我問:「費簡娜對甘爾的底蘊,十分熟悉,她向你提供了什麼樣的線索?」
維夢道:「費博士認為,甘爾很可能已給一股不尋常的勢力所操控,而她的丈夫堂本英夫,也正在身不由主的境況中。」
我沉吟著,道:「甘爾落在什麼人的手上,那是另一回事,最重要的,是甘爾目前的所在地。」
維夢道:「費博士告訴我,要找甘爾,首先一定要找到高山喇嘛。」
「高山喇嘛?」我陡地一凜,「這是尼泊爾最神秘的一位喇嘛,聽說他有異乎常人的能力,經常往來於各大小喇嘛廟之間。甚至曾經有人見過,他從千丈懸崖之上直往下跳,身上並無任何特別的裝置,看來就和一個跳崖自殺的人毫無分別。
「可是,第二天早上,他又回到了懸崖之上,神態自若地向遠方眺望,似乎什麼事情也不曾發生過。」
「高山喇嘛擁有神秘的法力,他的咒語可以導致雪崩,甚至可以令一千米範圍內正在飛行的直升機掉下來。」
「當然,這都是傳言,站在科學的立場上,完全沒有證據足以顯示,這是千真萬確的事實。」
維夢道:「高山喇嘛是一個怎樣的喇嘛,對我們來說並不重要,最重要的,是如何能夠把他找出來!」
我不再說話,到了這個時候,我只可以靜心聆聽,因為對整件事情的來龍去脈,我所知道的和所能夠接觸得到的一切,都極其有限。
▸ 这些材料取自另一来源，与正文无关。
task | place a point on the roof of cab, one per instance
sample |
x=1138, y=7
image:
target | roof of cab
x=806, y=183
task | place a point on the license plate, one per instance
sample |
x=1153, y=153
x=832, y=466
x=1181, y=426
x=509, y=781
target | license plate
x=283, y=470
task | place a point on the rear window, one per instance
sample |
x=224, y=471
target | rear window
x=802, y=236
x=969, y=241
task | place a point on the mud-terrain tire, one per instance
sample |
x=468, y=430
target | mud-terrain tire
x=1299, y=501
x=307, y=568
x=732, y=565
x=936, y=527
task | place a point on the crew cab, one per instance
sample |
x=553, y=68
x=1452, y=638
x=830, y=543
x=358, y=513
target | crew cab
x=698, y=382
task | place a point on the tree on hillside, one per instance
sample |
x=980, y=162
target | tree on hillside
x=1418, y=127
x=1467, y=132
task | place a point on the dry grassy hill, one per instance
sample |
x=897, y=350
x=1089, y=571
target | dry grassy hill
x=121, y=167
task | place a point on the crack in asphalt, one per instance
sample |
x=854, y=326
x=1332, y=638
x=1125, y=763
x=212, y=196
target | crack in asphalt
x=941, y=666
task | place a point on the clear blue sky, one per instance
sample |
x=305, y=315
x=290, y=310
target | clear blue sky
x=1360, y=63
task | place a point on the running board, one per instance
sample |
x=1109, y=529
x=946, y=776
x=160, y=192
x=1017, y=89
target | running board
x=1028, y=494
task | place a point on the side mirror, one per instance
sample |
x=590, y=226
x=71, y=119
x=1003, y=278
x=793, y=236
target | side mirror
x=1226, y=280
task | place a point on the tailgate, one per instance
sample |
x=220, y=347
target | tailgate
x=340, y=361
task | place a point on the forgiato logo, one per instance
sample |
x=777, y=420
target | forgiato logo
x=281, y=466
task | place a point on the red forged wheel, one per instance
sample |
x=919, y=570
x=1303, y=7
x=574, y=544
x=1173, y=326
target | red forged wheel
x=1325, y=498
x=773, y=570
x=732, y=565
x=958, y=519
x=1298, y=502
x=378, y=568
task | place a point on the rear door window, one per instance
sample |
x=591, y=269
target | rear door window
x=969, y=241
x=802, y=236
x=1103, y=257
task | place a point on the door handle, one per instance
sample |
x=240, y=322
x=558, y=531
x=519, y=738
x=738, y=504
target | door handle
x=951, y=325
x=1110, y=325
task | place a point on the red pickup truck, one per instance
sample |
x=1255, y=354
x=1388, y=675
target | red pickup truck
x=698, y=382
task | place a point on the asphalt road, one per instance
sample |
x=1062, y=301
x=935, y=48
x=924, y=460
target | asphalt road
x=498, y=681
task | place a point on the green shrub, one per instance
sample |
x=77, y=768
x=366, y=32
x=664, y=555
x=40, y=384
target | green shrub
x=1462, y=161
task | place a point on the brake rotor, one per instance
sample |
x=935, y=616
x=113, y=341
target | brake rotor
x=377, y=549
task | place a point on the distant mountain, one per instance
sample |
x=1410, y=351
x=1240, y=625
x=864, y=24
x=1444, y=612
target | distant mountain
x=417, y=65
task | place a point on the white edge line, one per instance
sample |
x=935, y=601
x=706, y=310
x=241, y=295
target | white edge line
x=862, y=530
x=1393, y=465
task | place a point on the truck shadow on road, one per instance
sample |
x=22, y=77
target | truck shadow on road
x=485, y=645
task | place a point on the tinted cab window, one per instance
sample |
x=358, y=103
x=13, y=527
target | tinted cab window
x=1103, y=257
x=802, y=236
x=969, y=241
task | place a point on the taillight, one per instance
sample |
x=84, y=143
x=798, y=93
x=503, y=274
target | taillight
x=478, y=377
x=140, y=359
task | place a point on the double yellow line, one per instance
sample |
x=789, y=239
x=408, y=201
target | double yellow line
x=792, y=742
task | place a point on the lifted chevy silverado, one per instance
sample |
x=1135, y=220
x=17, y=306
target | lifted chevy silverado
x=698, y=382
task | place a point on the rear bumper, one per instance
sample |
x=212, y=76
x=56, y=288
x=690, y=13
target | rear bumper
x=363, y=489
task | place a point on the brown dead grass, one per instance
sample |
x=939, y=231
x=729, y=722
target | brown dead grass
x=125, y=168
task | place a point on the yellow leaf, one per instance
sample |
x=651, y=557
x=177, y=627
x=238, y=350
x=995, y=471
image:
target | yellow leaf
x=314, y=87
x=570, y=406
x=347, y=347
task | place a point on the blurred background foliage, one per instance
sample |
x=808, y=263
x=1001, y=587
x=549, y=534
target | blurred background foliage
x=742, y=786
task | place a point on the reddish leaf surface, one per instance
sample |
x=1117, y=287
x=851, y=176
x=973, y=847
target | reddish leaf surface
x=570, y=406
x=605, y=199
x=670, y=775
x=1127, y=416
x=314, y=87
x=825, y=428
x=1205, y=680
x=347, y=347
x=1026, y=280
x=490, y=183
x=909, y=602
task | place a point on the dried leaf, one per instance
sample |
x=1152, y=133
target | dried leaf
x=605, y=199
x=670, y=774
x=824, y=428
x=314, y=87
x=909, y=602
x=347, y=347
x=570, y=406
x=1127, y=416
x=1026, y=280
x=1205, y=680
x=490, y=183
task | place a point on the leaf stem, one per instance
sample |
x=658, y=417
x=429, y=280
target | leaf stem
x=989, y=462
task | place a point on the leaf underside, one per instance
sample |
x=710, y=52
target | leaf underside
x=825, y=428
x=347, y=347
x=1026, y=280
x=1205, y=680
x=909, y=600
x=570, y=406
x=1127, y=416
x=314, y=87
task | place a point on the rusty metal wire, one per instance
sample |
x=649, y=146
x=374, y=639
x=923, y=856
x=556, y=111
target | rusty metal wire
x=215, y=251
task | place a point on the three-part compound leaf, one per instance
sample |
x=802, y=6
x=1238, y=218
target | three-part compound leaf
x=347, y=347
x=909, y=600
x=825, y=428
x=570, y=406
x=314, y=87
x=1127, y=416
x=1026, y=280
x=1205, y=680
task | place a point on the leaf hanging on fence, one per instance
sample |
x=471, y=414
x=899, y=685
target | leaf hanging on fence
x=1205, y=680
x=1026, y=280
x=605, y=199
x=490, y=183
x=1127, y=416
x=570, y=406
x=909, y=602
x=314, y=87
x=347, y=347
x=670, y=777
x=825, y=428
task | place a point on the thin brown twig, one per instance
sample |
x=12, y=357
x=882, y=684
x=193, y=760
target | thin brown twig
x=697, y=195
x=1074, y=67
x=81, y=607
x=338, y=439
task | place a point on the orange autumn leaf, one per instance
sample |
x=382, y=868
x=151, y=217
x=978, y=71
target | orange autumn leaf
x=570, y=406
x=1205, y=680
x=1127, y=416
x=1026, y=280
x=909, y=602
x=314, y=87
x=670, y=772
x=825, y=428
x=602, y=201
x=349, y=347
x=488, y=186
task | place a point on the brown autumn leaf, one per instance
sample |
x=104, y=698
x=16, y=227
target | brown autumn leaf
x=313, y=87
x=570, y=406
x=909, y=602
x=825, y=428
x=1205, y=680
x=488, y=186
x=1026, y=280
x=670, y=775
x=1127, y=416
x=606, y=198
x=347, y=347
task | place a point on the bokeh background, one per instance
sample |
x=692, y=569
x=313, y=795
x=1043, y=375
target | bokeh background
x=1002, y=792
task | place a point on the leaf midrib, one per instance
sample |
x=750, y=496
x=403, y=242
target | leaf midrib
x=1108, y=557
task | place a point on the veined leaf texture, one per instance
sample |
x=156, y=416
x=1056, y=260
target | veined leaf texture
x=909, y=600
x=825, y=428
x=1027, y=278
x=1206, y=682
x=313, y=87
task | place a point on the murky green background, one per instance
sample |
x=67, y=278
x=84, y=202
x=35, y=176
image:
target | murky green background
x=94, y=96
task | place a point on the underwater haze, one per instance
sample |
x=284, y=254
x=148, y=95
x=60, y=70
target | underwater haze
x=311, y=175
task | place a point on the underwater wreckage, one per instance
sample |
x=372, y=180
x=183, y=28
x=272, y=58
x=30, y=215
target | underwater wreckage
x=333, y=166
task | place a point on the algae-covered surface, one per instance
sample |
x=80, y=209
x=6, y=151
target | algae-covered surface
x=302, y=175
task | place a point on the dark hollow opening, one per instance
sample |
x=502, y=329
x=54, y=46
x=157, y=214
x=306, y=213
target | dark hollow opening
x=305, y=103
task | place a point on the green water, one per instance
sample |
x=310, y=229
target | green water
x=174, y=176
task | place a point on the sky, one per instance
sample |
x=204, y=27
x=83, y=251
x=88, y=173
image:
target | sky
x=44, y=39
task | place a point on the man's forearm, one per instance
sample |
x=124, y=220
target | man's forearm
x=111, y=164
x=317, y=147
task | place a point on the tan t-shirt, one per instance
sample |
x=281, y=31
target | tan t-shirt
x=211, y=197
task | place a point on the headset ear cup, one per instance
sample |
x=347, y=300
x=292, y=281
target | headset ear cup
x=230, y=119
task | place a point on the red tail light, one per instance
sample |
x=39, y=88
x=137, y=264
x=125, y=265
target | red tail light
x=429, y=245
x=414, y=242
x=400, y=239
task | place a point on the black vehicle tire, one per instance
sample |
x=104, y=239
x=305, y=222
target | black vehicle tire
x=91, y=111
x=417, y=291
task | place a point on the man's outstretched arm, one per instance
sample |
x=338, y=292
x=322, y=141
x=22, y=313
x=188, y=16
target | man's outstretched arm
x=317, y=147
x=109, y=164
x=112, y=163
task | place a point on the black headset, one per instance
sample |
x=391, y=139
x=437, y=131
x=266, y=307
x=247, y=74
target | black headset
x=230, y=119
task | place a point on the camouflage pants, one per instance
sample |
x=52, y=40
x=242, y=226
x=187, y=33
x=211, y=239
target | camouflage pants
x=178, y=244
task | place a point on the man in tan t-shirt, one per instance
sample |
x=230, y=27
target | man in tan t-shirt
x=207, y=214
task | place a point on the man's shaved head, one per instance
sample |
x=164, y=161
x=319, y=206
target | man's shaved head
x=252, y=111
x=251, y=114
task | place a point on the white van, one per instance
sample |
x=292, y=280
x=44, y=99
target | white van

這時候,轎車一直漫無目的地在街道上行駛。因為我們並沒有向司機說出一個目的地。
汽車司機耐性甚佳,那是可以理解的,在溫守邦銀彈攻勢之下,再脾氣暴躁的人,也會變得沉默而又有耐性。
不久,維夢說出了一個地址。
她說的是尼泊爾語言,那個司機一聽就明白。
根據近期最新統計數字顯示,在這個國家使用的主要語言,就是尼泊爾語,高達六成左右,而印度語則佔兩成。
加德滿都,是加德滿谷地主要城市之一。
加德滿都谷地,是尼泊爾整個國家的主要發源地,面積不及十五萬平方公里,人口二十三萬五千人,海拔一千三百三十一公尺。
古老相傳,古代的加德滿都,原本是一個湖泊,湖中有一朵美麗的藍色蓮花,乃是阿提菩薩的化身。
對於這些掌故,汽車司機當然是最熟悉不過的,他叫布那,一生之中從沒離開過尼泊爾這個國家。
他佩侃而談:「阿提菩薩法力無邊,擁有極尊崇的地位,當時,各地都有無數前來膜拜的朝聖者,其中甚至包括來自中國的文殊菩薩。
「據說,法力也同樣高深的文殊菩薩,為了更能接近這一朵神祇的光華,便施展神奇的力量,以『智慧之劍』把谷壁切開,讓湖水流瀉出去,從而使蓮花能夠在谷地之上繼續綻放。」
溫守邦慨歎地說道:「這是偉大的傳說,好比一個龐大的工程,但在菩薩驕人法力之下,一切都是那麼完美、輕而易舉。」
布那又道:「但在印度教,卻又有另一種傳說。」
「加德滿都湖泊,是給印度教庫裡須那神祇,引用威力驚人的雷電力量,把谷壁劈開,使湖水流瀉才形成了這一片谷地。
「雖然各個宗教都流傳著不同的說法,但無論怎樣,根據地質考察的鑒證,證實加德滿都谷地,確實曾經是一座美麗的湖泊。」
溫守邦道:「這就難怪,在尼泊爾國境之內,到處都是廟宇和佛塔了。」
言談間,黃色轎車已停放在一條商店林立的街道上。
維夢要找尋的,是一間規模細小的旅行祉,社長是尼泊爾人,四十歲左右,他叫蘇羅。
蘇羅皮膚黝黑,個子不算高大,但卻精神抖擻,一副渾身是勁的模樣。
他懂英語,而且比布那高明得多。
維夢把一張名片交給蘇羅,道:「我是費簡娜博士的朋友,我們這裡有三個人,想到卡拉峰走一走。」
蘇羅把一杯可樂遞給溫守邦,同時命令他:「一口氣把它喝掉。」
溫守邦把杯子捧著,看了一眼,略有遲疑之色。正要仰首喝下,蘇羅忽然把杯子搶了過來,然後把整杯可樂潑在溫守邦的臉上。(這手法近來似乎大行其道,一個歌星在婚變之後給記者追問情況,他一個不高興,也用汽水潑在記者的臉上。)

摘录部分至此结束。